Leveraging citizens’ feedback to inform policy making
“This is the first time such a mechanism is in place to capture in-depth opinions from the ground on programme implementation. We never have much chance to talk to beneficiaries on the ground”, says Mrs. Phan Thi Hoa, Deputy Director of Dien Bien’s Department of Planning and Investment, which coordinated implementation of the cash transfer scheme, together with UNICEF. “This survey really allows us to listen to voices from the field. We will soon get to know what are the benefits, but also the disadvantages of the scheme, so we can build on the feedback we receive and make adjustments in the future.”
“Policy makers are very passionate and committed to listening to voices from the ground, even at the provincial level. They just lacked the right tools that allowed them to do this in a rigorous manner before”, Samman J. Thapa, UNICEF Viet Nam Social Policy Specialist, explains. “Social Audit tools such as the Public Expenditure Tracking Survey provides them with a scientific set of methods to accurately capture information on what people feel about the services they are entitled to: this is what is so unique about this approach.
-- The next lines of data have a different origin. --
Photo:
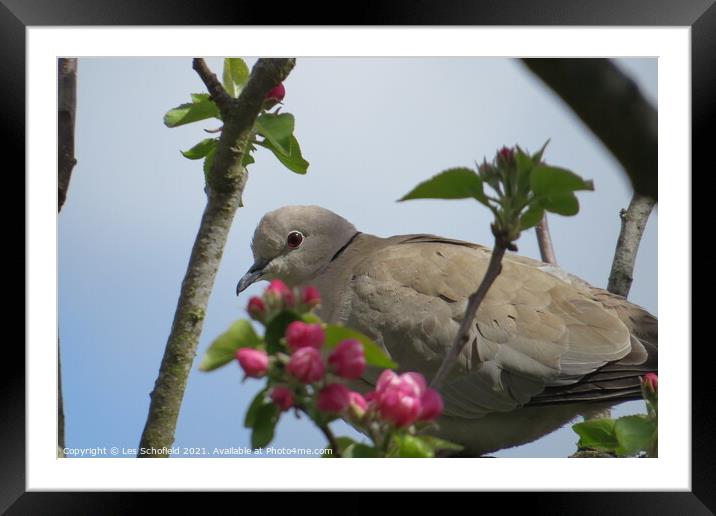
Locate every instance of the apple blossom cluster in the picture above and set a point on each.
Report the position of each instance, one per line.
(309, 374)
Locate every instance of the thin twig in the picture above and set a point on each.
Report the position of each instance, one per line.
(224, 189)
(66, 109)
(613, 108)
(461, 338)
(66, 161)
(218, 94)
(634, 220)
(546, 250)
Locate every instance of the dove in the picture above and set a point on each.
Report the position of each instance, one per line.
(545, 347)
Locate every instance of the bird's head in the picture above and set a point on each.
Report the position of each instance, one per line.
(294, 243)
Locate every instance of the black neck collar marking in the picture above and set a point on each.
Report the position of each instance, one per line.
(340, 251)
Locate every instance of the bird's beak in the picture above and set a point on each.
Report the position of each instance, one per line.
(252, 275)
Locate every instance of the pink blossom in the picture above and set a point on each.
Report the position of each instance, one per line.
(399, 408)
(348, 359)
(310, 296)
(257, 308)
(399, 397)
(254, 362)
(334, 397)
(432, 405)
(277, 93)
(358, 401)
(302, 335)
(282, 397)
(412, 384)
(306, 365)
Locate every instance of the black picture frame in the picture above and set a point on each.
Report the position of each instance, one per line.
(700, 15)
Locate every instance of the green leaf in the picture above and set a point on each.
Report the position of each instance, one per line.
(634, 434)
(532, 216)
(264, 425)
(597, 434)
(439, 444)
(227, 81)
(360, 451)
(545, 180)
(373, 354)
(201, 149)
(294, 161)
(410, 446)
(239, 71)
(248, 158)
(235, 75)
(200, 109)
(454, 183)
(223, 350)
(562, 204)
(209, 163)
(258, 401)
(276, 329)
(277, 129)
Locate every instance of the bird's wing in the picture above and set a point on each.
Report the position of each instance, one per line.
(533, 330)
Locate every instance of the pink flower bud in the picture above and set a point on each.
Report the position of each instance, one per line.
(334, 397)
(254, 362)
(310, 296)
(282, 397)
(398, 397)
(306, 365)
(432, 405)
(277, 93)
(650, 381)
(358, 400)
(507, 154)
(348, 360)
(257, 308)
(399, 408)
(412, 384)
(302, 335)
(278, 293)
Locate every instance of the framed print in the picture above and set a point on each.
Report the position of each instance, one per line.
(378, 108)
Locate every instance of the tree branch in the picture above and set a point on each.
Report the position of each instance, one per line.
(634, 220)
(66, 109)
(544, 240)
(218, 94)
(461, 338)
(224, 189)
(613, 108)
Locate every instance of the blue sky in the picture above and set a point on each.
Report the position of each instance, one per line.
(372, 128)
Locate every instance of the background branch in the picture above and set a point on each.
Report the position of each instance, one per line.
(224, 189)
(634, 220)
(544, 239)
(66, 109)
(613, 108)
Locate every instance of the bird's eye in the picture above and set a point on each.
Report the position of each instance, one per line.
(294, 239)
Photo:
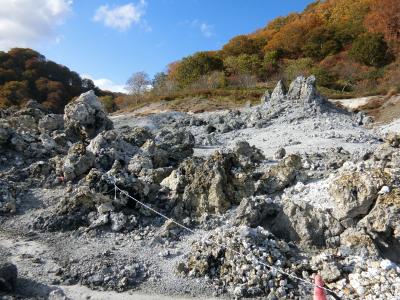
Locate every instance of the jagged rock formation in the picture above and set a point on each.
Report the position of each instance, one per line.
(84, 117)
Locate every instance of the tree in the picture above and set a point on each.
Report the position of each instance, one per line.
(15, 92)
(370, 49)
(243, 64)
(191, 68)
(321, 42)
(138, 83)
(108, 103)
(384, 17)
(241, 44)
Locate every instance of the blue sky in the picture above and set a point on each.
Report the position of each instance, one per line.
(108, 40)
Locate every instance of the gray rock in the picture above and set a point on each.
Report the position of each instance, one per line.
(280, 153)
(77, 162)
(50, 123)
(85, 117)
(8, 277)
(355, 191)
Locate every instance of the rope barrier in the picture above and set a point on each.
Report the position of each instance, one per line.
(254, 259)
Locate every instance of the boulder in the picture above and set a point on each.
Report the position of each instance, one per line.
(136, 135)
(255, 211)
(51, 122)
(383, 224)
(354, 191)
(5, 133)
(279, 93)
(280, 153)
(85, 117)
(77, 162)
(178, 144)
(109, 146)
(306, 225)
(266, 98)
(248, 155)
(8, 277)
(280, 176)
(7, 198)
(209, 185)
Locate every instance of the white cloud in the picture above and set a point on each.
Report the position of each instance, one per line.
(122, 17)
(206, 30)
(24, 23)
(107, 84)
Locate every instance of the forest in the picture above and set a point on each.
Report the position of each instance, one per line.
(352, 46)
(26, 74)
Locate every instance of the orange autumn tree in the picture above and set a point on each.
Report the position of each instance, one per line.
(384, 17)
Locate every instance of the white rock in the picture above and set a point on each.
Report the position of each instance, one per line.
(384, 190)
(387, 264)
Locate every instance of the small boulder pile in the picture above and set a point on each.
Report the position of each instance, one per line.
(212, 185)
(242, 267)
(104, 272)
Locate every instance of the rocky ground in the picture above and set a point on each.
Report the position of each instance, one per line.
(295, 184)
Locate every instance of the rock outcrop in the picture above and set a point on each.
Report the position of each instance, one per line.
(85, 117)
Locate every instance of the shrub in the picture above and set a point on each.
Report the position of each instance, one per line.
(191, 68)
(243, 64)
(243, 80)
(297, 67)
(241, 44)
(370, 49)
(108, 103)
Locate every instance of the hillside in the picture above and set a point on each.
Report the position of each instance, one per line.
(26, 74)
(352, 46)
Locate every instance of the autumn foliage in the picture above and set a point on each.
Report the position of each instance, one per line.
(26, 74)
(349, 44)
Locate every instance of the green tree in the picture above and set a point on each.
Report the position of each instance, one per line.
(241, 44)
(320, 43)
(243, 64)
(15, 92)
(191, 68)
(108, 103)
(370, 49)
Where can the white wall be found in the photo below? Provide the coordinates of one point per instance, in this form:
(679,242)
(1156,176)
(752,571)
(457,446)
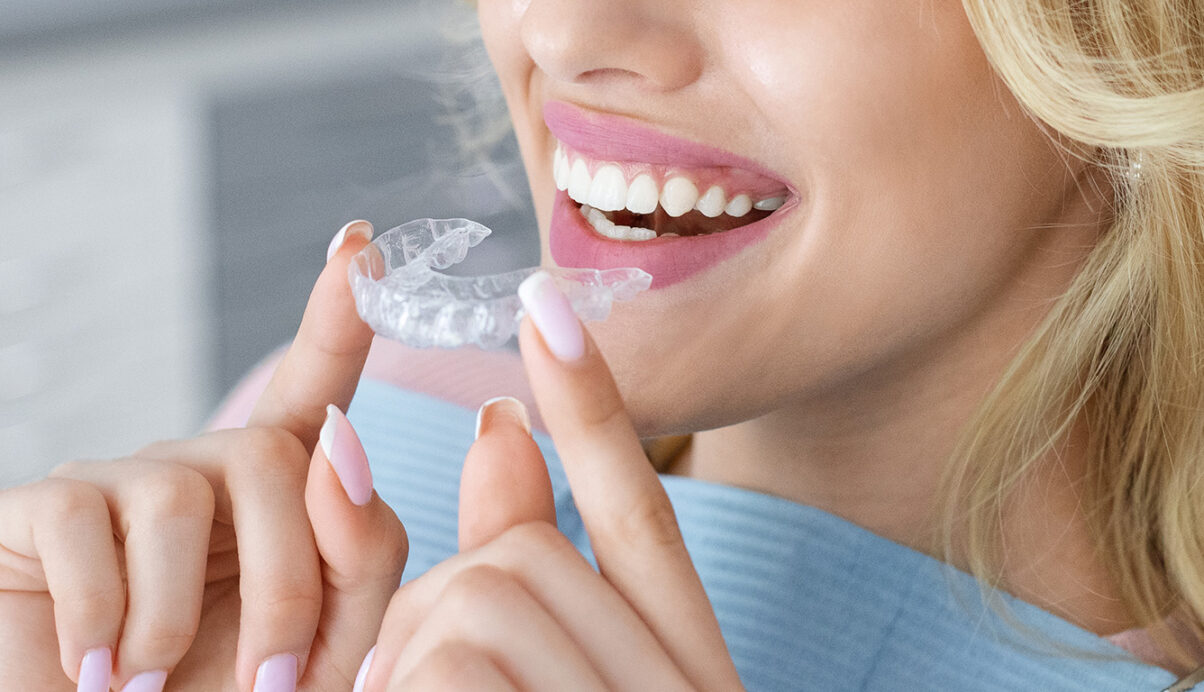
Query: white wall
(104,249)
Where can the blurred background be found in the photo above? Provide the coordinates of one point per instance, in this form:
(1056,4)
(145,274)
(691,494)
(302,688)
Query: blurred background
(171,172)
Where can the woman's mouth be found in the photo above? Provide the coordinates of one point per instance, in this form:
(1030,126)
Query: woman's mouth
(633,196)
(636,201)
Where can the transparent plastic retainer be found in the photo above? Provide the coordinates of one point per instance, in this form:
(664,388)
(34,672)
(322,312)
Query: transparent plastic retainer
(401,295)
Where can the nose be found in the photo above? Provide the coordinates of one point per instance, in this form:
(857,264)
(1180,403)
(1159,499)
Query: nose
(647,45)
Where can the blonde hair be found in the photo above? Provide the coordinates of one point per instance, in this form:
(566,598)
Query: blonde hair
(1122,350)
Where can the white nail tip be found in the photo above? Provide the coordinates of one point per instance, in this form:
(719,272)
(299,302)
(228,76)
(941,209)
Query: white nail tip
(326,435)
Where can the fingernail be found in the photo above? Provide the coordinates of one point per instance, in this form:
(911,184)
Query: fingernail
(346,455)
(149,681)
(502,406)
(356,228)
(95,670)
(363,675)
(553,315)
(277,674)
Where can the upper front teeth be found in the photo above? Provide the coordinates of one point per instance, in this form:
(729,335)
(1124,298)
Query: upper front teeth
(608,190)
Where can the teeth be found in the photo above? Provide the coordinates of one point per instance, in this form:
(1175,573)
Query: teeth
(769,205)
(607,228)
(579,182)
(712,202)
(609,189)
(560,169)
(739,206)
(642,195)
(678,196)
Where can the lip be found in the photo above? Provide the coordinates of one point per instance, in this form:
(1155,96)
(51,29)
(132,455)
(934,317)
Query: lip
(670,260)
(615,139)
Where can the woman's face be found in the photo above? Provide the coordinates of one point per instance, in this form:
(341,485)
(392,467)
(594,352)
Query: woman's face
(922,229)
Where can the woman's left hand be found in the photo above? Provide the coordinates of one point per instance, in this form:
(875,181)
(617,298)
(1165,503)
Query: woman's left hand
(519,607)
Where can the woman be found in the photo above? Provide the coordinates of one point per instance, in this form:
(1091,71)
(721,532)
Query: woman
(934,291)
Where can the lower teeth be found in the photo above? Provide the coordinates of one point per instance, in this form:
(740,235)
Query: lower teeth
(607,228)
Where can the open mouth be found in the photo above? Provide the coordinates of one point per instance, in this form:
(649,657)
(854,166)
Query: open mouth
(635,201)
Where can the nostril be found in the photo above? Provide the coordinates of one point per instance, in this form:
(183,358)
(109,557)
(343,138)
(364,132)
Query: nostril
(614,43)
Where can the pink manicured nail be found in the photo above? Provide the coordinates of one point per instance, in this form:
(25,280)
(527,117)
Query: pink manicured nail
(361,678)
(277,674)
(358,228)
(554,317)
(95,670)
(148,681)
(346,455)
(502,406)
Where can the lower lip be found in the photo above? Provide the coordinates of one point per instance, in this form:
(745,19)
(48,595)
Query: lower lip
(574,243)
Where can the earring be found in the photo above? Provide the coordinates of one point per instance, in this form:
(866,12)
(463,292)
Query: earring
(1137,163)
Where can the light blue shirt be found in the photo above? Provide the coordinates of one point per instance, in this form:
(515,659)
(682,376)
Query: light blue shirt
(806,599)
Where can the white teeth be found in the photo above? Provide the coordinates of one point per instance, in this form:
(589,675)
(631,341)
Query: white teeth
(609,189)
(678,196)
(579,182)
(712,202)
(739,206)
(607,228)
(560,169)
(769,205)
(642,195)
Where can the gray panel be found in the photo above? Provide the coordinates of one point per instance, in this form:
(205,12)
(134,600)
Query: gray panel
(291,165)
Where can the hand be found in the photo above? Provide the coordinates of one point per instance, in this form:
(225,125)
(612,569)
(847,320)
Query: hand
(519,608)
(204,559)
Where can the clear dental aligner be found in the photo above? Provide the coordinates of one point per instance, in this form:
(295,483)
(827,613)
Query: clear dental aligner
(401,295)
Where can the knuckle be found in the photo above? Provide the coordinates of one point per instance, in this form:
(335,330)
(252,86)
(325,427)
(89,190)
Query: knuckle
(163,642)
(477,589)
(173,491)
(454,664)
(270,451)
(536,540)
(63,497)
(647,521)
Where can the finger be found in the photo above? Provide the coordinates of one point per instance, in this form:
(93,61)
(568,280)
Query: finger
(161,514)
(65,525)
(323,365)
(259,477)
(554,573)
(363,546)
(456,666)
(505,480)
(483,607)
(629,518)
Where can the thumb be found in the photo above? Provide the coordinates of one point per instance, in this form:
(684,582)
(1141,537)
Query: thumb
(505,480)
(363,546)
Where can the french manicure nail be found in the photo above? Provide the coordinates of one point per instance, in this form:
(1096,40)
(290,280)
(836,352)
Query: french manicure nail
(277,674)
(95,670)
(502,406)
(553,315)
(361,678)
(346,455)
(148,681)
(356,228)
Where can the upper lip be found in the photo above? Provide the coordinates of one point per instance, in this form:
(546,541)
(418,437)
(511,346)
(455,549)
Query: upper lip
(603,136)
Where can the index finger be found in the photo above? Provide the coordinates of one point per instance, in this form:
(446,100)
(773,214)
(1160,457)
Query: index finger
(323,365)
(624,507)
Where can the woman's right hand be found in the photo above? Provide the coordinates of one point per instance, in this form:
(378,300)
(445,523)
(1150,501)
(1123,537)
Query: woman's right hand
(204,559)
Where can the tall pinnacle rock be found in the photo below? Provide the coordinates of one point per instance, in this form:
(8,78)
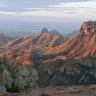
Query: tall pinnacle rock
(44,30)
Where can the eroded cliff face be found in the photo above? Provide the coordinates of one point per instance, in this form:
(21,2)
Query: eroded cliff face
(88,27)
(17,78)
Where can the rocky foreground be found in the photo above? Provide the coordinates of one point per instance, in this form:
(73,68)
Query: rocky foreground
(81,90)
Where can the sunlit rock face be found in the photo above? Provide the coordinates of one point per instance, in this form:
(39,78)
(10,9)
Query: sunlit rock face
(88,27)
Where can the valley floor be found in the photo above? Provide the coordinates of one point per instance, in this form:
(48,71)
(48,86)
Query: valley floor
(81,90)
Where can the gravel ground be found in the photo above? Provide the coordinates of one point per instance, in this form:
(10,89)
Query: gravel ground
(89,90)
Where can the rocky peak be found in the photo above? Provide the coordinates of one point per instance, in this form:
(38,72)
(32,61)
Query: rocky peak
(88,27)
(44,30)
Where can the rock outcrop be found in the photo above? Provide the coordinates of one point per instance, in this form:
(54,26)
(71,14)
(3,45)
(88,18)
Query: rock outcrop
(17,78)
(88,27)
(82,45)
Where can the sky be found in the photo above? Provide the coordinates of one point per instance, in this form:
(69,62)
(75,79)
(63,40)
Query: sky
(33,15)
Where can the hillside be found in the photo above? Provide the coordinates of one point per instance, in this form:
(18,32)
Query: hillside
(22,48)
(82,45)
(72,34)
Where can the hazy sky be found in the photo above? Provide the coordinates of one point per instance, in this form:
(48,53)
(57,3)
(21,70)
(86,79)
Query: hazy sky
(32,15)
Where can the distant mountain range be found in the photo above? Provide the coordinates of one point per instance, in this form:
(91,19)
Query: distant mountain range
(59,61)
(70,35)
(53,32)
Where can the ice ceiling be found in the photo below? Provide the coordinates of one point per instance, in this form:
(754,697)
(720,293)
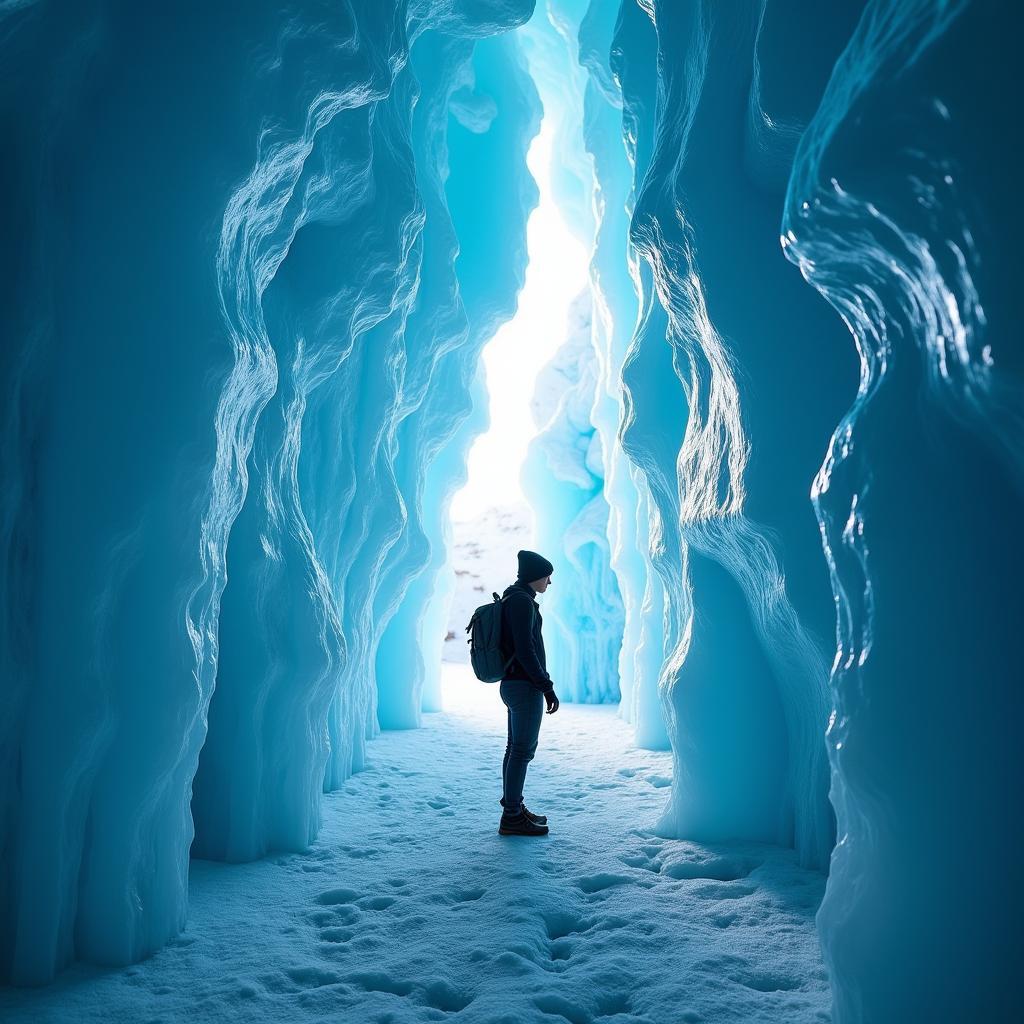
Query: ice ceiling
(252,253)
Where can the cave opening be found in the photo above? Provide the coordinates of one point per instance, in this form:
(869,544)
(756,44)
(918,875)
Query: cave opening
(313,317)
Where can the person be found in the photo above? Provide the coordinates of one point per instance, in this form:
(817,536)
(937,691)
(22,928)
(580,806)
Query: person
(525,688)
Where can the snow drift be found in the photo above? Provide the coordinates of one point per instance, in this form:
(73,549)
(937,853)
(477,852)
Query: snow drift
(237,348)
(252,256)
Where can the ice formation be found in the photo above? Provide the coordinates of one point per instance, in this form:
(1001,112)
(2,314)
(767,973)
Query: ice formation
(238,356)
(251,263)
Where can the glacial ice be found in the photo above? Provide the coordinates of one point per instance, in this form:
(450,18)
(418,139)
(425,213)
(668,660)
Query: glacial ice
(252,259)
(224,364)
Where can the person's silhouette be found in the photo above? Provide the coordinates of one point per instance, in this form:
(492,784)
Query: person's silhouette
(525,688)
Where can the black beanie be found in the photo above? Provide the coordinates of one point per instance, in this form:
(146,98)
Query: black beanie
(534,566)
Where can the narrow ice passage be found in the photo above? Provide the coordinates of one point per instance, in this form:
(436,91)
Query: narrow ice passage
(411,907)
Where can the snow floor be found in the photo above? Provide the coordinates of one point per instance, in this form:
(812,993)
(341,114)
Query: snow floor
(412,907)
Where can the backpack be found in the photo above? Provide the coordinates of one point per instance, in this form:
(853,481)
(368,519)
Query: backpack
(485,642)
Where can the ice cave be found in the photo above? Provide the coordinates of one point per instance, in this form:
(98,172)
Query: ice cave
(314,313)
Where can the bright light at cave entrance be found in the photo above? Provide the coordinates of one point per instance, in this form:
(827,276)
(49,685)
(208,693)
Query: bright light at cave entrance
(555,274)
The objective is to generate information that will improve the government’s decision-making and not only point at bottlenecks”.
Over the past two decades, Viet Nam has achieved impressive economic growth and also made steady progress towards achieving the Millennium Development Goals. However, achieving equitable outcomes for children is not only about formulating policy goals, plans and strategies but just as much about the process of implementing these. Enhanced participation in formulating and assessing key policies and programmes, and increased effectiveness of service delivery in reaching the most marginalized are crucial. With the PETS and the Social Audit Approach, UNICEF aims to support the government of Viet Nam to reach these goals, and to achieve child rights with equity.